For more details on the underlying model please refer to the following paper:
@article{CP2016Deeplab,
title={DeepLab: Semantic Image Segmentation with Deep Convolutional Nets, Atrous Convolution, and Fully Connected CRFs},
author={Liang-Chieh Chen and George Papandreou and Iasonas Kokkinos and Kevin Murphy and Alan L Yuille},
journal={arXiv:1606.00915},
year={2016}
}
TensorFlow needs to be installed before running the scripts. TensorFlow>=0.11 is supported.
To install the required python packages (except TensorFlow), run
pip install -r requirements.txt
or for a local installation
pip install -user -r requirements.txt
To imitate the structure of the model, we have used .caffemodel
files provided by the authors. The conversion has been performed using Caffe to TensorFlow with an additional configuration for atrous convolution.
There is no need to perform the conversion yourself as you can download the already converted model here.
To train the network, one can use the augmented PASCAL VOC 2012 dataset with 10582
images for training and 1449
images for validation.
To see the documentation on each of the training settings run the following:
python train.py --help
The single-scale model shows 76.5%
mIoU on the Pascal VOC 2012 validation dataset. No post-processing step with CRF is being used.
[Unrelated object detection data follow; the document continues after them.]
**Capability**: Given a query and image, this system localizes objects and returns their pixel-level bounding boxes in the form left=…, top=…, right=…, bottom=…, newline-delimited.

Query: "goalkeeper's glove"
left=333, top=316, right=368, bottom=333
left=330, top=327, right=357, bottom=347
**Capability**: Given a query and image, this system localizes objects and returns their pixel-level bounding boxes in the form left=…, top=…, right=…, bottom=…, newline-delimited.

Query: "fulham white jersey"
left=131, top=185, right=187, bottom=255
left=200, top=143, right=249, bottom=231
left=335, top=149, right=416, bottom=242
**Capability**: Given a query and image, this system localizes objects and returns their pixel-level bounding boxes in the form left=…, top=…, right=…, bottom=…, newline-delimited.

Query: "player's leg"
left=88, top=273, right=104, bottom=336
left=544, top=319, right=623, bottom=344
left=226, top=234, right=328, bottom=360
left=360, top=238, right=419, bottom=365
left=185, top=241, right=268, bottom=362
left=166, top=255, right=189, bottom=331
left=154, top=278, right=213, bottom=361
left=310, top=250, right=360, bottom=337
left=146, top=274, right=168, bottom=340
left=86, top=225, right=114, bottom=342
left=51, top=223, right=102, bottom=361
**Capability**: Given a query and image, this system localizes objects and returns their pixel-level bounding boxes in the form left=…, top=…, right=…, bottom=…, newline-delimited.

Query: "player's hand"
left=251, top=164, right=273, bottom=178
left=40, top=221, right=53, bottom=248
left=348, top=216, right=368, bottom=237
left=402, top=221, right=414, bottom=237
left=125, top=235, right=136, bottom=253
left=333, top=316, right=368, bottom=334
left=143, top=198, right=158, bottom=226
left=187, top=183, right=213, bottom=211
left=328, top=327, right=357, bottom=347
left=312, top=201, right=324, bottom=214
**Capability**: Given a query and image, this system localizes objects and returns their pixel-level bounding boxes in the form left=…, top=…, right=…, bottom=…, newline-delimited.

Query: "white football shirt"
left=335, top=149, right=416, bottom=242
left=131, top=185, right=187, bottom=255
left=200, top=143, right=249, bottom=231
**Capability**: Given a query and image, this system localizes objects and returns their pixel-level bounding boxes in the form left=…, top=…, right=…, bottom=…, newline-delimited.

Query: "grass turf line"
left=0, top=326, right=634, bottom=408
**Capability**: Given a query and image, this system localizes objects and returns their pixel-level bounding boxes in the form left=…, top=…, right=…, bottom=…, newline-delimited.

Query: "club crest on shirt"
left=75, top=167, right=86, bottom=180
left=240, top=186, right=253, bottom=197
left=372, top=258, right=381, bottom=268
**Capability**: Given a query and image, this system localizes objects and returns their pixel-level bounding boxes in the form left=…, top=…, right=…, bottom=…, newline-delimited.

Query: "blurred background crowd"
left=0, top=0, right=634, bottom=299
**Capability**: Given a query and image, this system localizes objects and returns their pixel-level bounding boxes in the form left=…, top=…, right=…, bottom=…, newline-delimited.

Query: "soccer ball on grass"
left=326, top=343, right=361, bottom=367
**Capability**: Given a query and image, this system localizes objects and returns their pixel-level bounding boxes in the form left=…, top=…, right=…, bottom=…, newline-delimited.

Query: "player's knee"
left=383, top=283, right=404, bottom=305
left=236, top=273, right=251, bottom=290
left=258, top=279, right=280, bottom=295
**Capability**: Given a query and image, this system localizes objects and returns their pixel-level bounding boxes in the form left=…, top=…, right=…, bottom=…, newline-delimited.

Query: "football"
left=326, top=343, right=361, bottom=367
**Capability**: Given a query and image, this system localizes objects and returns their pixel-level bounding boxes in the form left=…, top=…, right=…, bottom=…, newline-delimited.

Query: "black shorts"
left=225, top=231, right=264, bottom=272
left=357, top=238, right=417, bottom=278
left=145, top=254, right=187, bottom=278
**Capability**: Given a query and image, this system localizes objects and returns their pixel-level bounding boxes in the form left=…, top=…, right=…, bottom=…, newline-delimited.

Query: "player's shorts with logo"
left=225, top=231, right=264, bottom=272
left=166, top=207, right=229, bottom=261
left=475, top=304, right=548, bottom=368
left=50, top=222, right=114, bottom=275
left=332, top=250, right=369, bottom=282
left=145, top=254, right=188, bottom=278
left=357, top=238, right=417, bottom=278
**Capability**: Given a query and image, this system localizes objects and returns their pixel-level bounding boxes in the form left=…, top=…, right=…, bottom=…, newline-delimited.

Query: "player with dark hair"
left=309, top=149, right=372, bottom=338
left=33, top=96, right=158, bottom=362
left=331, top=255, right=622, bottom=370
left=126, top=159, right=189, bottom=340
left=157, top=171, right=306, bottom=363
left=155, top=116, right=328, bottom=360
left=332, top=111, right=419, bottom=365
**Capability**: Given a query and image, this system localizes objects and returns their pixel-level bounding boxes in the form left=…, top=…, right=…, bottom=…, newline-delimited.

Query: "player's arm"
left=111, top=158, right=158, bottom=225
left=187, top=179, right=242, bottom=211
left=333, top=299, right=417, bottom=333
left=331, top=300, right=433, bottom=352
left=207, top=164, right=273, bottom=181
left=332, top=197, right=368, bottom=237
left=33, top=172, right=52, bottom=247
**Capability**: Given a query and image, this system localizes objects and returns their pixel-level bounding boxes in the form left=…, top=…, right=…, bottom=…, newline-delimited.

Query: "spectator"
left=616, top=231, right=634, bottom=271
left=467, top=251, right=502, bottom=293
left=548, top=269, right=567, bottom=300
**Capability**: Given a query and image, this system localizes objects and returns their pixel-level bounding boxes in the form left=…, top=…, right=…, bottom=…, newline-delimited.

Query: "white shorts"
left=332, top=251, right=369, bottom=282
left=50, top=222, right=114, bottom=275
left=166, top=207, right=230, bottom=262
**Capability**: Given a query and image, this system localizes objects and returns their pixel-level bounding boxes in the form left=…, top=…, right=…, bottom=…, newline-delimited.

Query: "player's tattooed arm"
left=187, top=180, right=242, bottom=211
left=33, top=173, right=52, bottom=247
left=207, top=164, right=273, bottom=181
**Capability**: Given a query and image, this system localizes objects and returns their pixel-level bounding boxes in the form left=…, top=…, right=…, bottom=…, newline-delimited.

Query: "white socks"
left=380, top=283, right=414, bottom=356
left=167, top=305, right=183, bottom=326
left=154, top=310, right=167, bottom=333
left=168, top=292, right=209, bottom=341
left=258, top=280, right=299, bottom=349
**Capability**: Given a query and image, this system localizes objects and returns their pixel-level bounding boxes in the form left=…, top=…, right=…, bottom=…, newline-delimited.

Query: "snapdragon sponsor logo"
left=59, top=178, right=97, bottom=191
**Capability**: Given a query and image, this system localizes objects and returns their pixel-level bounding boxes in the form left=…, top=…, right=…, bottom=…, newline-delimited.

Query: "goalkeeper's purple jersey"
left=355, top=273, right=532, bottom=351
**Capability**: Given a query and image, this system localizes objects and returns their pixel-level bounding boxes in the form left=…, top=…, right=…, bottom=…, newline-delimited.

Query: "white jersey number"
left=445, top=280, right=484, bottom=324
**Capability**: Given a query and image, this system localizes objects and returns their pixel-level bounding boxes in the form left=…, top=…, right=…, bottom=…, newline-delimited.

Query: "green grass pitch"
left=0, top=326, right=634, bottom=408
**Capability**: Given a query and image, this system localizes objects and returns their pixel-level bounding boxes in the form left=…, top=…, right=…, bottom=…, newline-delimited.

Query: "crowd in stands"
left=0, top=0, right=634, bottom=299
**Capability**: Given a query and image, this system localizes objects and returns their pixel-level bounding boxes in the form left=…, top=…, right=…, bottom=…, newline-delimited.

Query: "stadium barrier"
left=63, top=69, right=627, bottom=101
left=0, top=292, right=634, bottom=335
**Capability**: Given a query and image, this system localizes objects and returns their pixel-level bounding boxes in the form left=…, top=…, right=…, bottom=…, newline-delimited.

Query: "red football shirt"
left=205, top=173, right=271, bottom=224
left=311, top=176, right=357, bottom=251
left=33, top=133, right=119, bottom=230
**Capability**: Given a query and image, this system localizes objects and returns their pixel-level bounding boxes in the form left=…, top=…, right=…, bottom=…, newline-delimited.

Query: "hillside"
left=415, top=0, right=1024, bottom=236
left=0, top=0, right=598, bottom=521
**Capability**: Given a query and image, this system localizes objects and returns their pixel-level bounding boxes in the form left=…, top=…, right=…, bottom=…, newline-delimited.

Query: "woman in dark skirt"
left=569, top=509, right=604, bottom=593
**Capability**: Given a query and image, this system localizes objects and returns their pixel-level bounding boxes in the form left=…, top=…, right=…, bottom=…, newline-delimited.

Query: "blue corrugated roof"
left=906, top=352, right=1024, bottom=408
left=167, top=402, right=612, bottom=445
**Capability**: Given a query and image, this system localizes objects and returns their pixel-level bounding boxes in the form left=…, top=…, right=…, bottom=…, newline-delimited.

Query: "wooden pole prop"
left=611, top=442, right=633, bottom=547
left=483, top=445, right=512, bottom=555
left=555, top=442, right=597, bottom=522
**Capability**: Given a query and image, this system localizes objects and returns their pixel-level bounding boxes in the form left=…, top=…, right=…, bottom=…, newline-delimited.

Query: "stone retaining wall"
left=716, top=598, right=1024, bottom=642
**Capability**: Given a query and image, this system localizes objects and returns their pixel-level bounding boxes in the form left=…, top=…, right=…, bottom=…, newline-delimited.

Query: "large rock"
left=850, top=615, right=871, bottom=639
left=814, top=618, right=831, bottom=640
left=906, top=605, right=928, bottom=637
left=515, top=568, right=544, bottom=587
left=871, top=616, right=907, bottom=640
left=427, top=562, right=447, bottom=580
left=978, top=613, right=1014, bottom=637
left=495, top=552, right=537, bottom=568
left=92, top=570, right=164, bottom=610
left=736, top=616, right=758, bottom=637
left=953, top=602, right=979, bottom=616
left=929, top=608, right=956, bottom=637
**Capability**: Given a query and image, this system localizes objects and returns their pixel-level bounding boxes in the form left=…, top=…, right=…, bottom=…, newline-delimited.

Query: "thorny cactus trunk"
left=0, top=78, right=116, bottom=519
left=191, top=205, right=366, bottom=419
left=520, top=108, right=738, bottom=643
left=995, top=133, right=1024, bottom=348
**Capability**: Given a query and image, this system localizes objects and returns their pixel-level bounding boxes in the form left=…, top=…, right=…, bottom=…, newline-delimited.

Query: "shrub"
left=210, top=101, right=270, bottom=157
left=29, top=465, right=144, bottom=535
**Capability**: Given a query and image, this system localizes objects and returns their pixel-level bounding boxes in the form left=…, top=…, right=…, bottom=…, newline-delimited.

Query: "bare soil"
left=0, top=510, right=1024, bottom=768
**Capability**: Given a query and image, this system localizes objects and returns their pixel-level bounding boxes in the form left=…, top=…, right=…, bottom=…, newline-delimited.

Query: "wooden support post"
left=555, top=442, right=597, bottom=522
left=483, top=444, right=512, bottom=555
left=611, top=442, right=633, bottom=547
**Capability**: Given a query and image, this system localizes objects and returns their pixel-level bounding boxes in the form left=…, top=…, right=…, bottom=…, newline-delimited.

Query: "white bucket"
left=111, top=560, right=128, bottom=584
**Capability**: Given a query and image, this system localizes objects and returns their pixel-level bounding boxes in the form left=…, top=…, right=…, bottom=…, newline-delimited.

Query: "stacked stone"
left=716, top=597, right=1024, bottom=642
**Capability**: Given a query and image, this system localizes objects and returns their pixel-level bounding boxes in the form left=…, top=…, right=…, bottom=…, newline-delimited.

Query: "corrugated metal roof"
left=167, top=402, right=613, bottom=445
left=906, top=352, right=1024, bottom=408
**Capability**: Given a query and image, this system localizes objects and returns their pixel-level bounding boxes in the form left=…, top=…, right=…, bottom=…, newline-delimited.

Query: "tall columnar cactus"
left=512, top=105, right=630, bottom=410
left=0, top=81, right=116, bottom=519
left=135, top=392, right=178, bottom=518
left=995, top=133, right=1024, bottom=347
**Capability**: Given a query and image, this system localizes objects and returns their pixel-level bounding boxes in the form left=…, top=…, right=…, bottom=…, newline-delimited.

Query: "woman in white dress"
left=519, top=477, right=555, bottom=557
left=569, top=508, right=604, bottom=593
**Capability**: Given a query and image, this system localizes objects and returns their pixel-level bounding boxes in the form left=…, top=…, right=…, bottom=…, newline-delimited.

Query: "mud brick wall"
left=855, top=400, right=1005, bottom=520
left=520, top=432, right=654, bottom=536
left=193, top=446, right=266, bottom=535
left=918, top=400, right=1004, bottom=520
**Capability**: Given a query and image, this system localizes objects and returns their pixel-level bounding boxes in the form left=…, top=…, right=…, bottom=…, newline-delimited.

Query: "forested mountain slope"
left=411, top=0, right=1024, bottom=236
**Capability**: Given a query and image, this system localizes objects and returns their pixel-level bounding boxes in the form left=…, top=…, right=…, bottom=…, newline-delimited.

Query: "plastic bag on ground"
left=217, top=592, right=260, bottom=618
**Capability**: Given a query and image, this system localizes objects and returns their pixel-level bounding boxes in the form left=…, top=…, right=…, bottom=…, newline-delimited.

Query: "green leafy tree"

To see the documentation on each of the evaluation settings run the following:
python evaluate.py --help
To perform inference your own images, use the following command:
python inference.py /path/to/your/image /path/to/ckpt/file
This will run the forward pass and save the resulted mask with this colour map:
At the moment, the post-processing step with CRF is not implemented. Besides that, multi-scale inputs are missing, as well.